Tangibile o indistinto, è comunque un discorso del trauma che oggi si impone ai clinici. Lo choc subito dall’intera popolazione mondiale e la difficoltà di trovare circuiti simbolici capaci di elaborarlo hanno generato uno spaventoso cortocircuito con la condizione di precarietà e desolazione iniziale delle nostre esistenze e con i traumatismi successivi. Una situazione è traumatica quando eccede le possibilità di elaborazione del soggetto: preso alla sprovvista, egli si ritrova senza soccorso e senza risorse davanti all’irruzione di un reale debordante al quale non riesce a dare senso. 

Il discorso del trauma si è manifestato secondo forme e traiettorie differenti. Ora ha imboccato la via della dissoluzione di sé, con angosce di morte, di perdita, di vuoto. Ora ha preso la via della minaccia e della persecuzione, con un restringimento sempre più fobico del campo esistenziale. Alcuni hanno saputo sublimare; altri si sono gettati nella negazione e nel rischio. A livello individuale e collettivo abbiamo visto prevalere ora l’agitazione maniacale ora l’inerzia depressiva. Ciascuno ha fatto appello alle proprie risorse. Ciascuno ha attraversato e attraversa questo tempo storico secondo la propria soggettività, la propria storia, i propri fantasmi personali e familiari.

Certo è che la pandemia ci ha posti di fronte a qualcosa di assolutamente unico: perché è unico nella storia dell’umanità che il mondo intero abbia lo stesso avversario invisibile, che le grandi città siano diventate tutte mute e deserte, che l’ondata di morte abbia colpito nello stesso tempo tutto il pianeta. Il virus ha rivelato in modo brutale quel sentimento di vulnerabilità che è condizione ordinaria e originaria della vita, struttura condivisa da tutti gli esseri umani, fondamento della nostra comune umanità e che le nostre società hanno continuato a occultare sotto l’imperativo dell’individualismo performante e delle illusioni progressiste.

Cosa può fare la psicoanalisi davanti a una simile prova? Reclamare la centralità dell’umano. Riaffermare il valore della parola. Sostenere la traversata del tragico che questa prova comporta e richiede. Aprire al tragico, che è in noi, che è il nostro fondo comune, vie di elaborazione e di integrazione. Accettare la sfida del tragico e, accogliendo la paura, l’agonia, la disintegrazione psichica, contribuire a trasformare il trauma in esperienza interiore.

Sappiamo bene che la vita, lungi dal potersi ridurre al solo fatto biologico, è ricerca di senso, spinta costante alla ricostruzione di sé, perfino e anche in prossimità della morte.

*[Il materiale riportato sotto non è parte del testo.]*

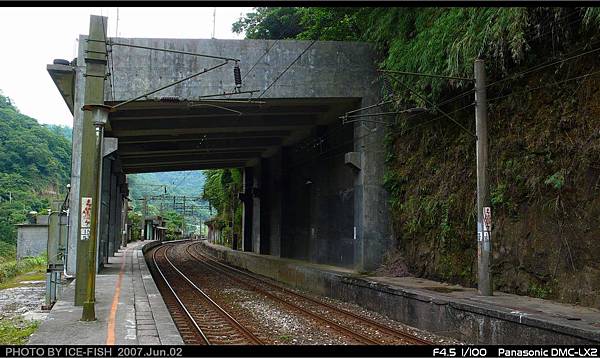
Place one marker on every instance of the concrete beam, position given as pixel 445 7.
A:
pixel 205 138
pixel 64 79
pixel 253 123
pixel 179 167
pixel 198 144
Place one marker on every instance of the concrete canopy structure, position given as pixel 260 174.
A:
pixel 312 185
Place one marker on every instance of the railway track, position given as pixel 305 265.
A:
pixel 199 318
pixel 347 323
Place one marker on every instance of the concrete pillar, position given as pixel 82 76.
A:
pixel 248 205
pixel 103 251
pixel 372 230
pixel 256 208
pixel 74 198
pixel 265 208
pixel 112 215
pixel 95 60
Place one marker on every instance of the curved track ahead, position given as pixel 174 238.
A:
pixel 198 317
pixel 347 323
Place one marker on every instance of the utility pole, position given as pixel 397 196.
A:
pixel 484 213
pixel 183 219
pixel 91 158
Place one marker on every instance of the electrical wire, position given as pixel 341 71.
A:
pixel 287 68
pixel 545 86
pixel 260 58
pixel 542 66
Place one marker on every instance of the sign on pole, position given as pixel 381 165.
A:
pixel 86 217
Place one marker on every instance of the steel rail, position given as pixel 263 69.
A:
pixel 389 330
pixel 175 294
pixel 234 323
pixel 334 325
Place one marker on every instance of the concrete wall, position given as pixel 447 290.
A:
pixel 32 240
pixel 307 200
pixel 467 320
pixel 342 217
pixel 328 68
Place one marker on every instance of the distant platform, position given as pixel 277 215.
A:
pixel 134 314
pixel 446 310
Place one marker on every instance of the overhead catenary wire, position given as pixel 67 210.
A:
pixel 545 86
pixel 287 68
pixel 259 59
pixel 546 65
pixel 435 107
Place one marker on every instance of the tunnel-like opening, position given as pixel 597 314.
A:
pixel 297 193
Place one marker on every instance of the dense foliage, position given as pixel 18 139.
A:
pixel 543 130
pixel 169 184
pixel 444 41
pixel 34 168
pixel 220 190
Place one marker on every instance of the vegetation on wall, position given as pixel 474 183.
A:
pixel 34 169
pixel 220 190
pixel 543 152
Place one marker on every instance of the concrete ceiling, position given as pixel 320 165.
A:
pixel 168 136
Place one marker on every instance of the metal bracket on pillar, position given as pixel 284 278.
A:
pixel 110 145
pixel 353 160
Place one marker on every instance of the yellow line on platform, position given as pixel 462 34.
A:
pixel 110 335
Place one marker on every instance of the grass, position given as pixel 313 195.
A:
pixel 37 274
pixel 285 338
pixel 27 269
pixel 16 330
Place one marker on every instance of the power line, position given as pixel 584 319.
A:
pixel 546 86
pixel 542 66
pixel 287 68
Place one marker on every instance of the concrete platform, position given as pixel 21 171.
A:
pixel 448 310
pixel 129 308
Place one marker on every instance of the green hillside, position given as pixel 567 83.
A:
pixel 542 68
pixel 34 169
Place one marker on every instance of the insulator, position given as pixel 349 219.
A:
pixel 170 99
pixel 237 75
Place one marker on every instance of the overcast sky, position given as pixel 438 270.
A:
pixel 33 37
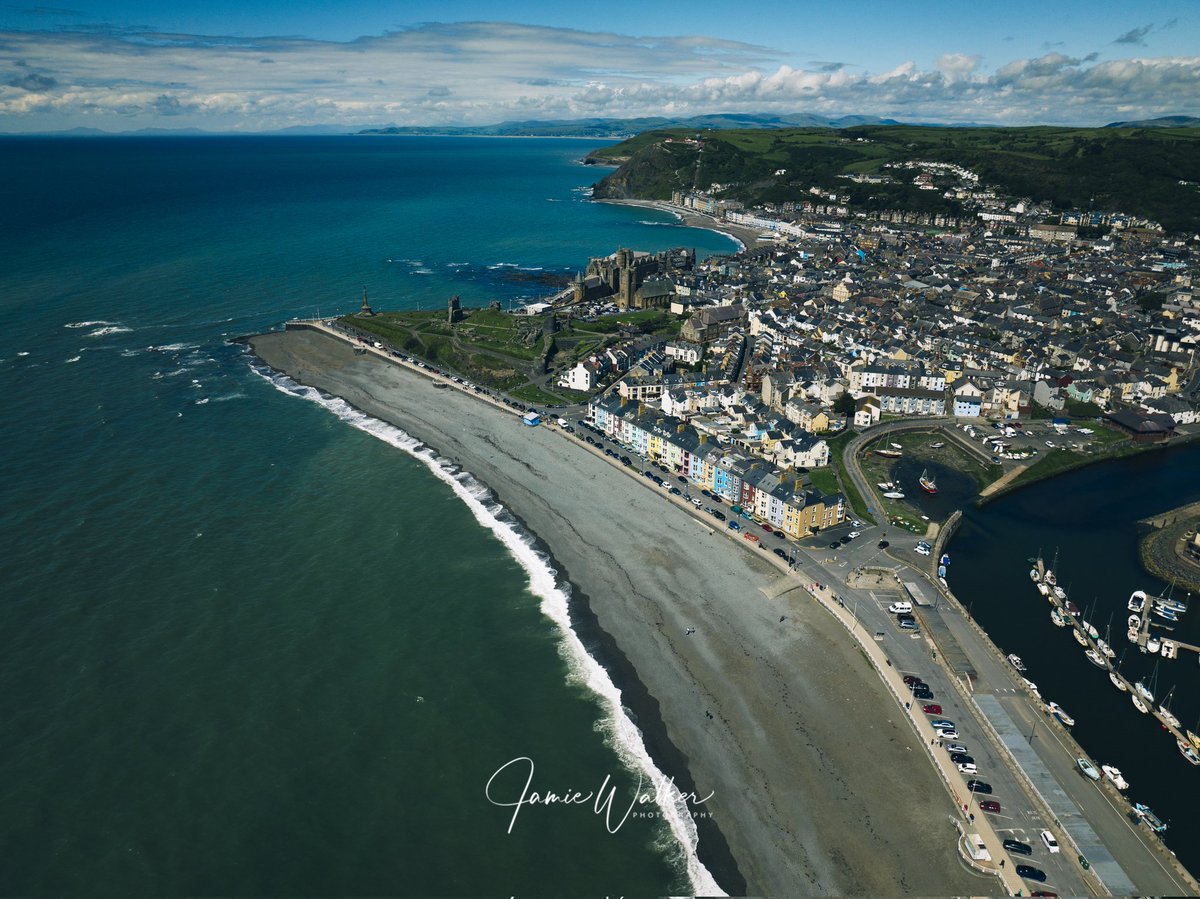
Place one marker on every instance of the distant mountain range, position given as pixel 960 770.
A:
pixel 603 127
pixel 1165 121
pixel 627 127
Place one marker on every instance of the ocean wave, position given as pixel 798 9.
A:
pixel 109 329
pixel 173 347
pixel 543 580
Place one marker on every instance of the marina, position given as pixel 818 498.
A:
pixel 1098 652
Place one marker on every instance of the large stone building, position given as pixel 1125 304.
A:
pixel 635 279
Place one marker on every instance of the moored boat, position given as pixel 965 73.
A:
pixel 1149 817
pixel 1114 773
pixel 928 484
pixel 1188 751
pixel 1057 712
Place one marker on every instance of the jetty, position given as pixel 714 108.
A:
pixel 1169 647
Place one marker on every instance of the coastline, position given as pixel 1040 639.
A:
pixel 743 237
pixel 795 798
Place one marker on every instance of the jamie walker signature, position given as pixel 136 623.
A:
pixel 603 801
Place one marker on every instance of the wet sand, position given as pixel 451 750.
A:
pixel 821 787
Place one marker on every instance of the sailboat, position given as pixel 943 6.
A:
pixel 928 484
pixel 1164 711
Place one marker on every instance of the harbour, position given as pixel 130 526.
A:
pixel 1089 515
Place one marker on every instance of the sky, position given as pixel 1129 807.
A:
pixel 264 65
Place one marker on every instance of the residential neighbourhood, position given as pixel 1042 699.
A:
pixel 845 321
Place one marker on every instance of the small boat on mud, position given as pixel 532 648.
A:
pixel 1114 773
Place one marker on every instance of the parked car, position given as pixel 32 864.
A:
pixel 1031 873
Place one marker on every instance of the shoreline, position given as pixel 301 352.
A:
pixel 799 809
pixel 690 219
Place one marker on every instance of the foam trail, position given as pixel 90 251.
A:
pixel 544 585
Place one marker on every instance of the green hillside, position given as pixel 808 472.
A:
pixel 1134 171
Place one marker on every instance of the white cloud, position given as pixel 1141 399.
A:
pixel 486 72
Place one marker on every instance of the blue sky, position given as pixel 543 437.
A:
pixel 255 65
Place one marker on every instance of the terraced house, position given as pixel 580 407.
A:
pixel 781 498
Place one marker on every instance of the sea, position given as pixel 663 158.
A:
pixel 251 640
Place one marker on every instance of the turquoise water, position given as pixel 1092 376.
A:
pixel 245 646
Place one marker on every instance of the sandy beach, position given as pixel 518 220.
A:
pixel 747 237
pixel 820 786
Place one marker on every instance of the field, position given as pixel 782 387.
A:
pixel 1135 171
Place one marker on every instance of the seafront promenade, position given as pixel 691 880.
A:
pixel 1132 865
pixel 785 720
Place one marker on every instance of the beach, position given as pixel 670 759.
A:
pixel 819 784
pixel 749 238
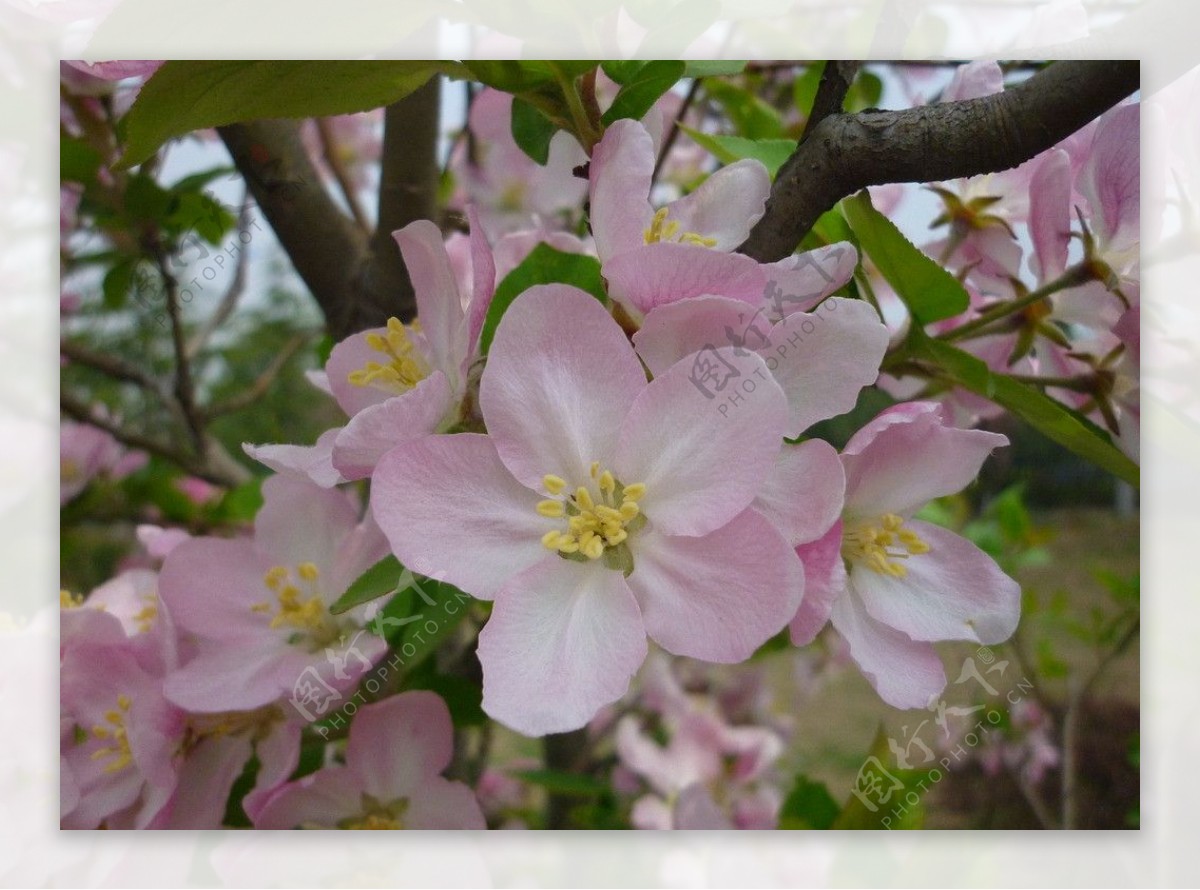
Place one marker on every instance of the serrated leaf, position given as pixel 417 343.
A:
pixel 184 96
pixel 930 292
pixel 714 67
pixel 1053 419
pixel 532 130
pixel 642 90
pixel 771 154
pixel 544 265
pixel 377 581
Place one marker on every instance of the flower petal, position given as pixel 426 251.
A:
pixel 954 591
pixel 719 596
pixel 798 282
pixel 1050 215
pixel 803 493
pixel 825 581
pixel 397 744
pixel 561 378
pixel 377 428
pixel 665 272
pixel 726 205
pixel 451 511
pixel 438 304
pixel 439 804
pixel 907 456
pixel 563 641
pixel 905 673
pixel 313 462
pixel 622 169
pixel 823 359
pixel 702 465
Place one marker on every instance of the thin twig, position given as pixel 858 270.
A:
pixel 232 294
pixel 258 389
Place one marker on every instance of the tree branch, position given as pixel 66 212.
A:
pixel 327 247
pixel 408 187
pixel 846 152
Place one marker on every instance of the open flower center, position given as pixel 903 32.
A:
pixel 377 816
pixel 881 545
pixel 298 603
pixel 405 366
pixel 598 517
pixel 113 732
pixel 663 229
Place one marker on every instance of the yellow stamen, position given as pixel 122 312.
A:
pixel 881 542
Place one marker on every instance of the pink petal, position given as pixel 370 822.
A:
pixel 954 591
pixel 825 581
pixel 665 272
pixel 323 798
pixel 701 465
pixel 397 744
pixel 975 80
pixel 719 596
pixel 300 522
pixel 1050 215
pixel 563 641
pixel 209 585
pixel 621 172
pixel 803 493
pixel 451 511
pixel 679 329
pixel 561 378
pixel 483 266
pixel 906 457
pixel 438 304
pixel 1110 178
pixel 696 810
pixel 346 358
pixel 439 804
pixel 798 282
pixel 313 462
pixel 726 205
pixel 823 359
pixel 377 428
pixel 905 673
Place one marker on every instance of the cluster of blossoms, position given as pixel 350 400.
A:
pixel 607 474
pixel 1061 233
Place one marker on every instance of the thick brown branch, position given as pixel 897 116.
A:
pixel 846 152
pixel 325 246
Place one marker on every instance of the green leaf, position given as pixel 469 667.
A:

La vita è passione e spasimo di creazione. Razionalismo e tecnicismo eletti a sistema e regole di vita hanno progressivamente impoverito le vie che aiutano l’uomo a cercare un senso nel tempo dell’insensatezza, nel tempo scandito dall’incertezza, dalla precarietà e dalla solitudine. E dall’indigenza degli strumenti simbolici. La cultura, l’arte, la parola vivente scambiata, sostengono quel lavoro psichico che permette al soggetto senza soccorso, hilflos, di riparare il Sé e il mondo, di rinnovare e ricostruire la capacità di pensare, sentire, creare. Se la vita è ridotta al solo fatto biologico precipita nel semplice adattamento, del quale D. Winnicott, lo psicoanalista che ha fatto del gioco il centro vitale del Sé, ha sottolineato tutti i pericoli.

Ancora J. Kristeva: 

“Vi propongo di pensare che questo tempo [il tempo biblico dell’erranza senza fine] è anche quello dell’era planetaria nella quale siamo entrati dopo i tempi moderni. Un tempo nel quale il necessario sradicamento non potrà acquietarsi se non nell’esigenza estrema di pensiero, immaginazione e cultura, di cui fanno parte la scoperta e la pratica attuale della psicoanalisi: sempre al di là della separazione e della perdita, sempre in viaggio fuori di sé verso nuovi sconosciuti legami, da reinventare con gli altri [19]”.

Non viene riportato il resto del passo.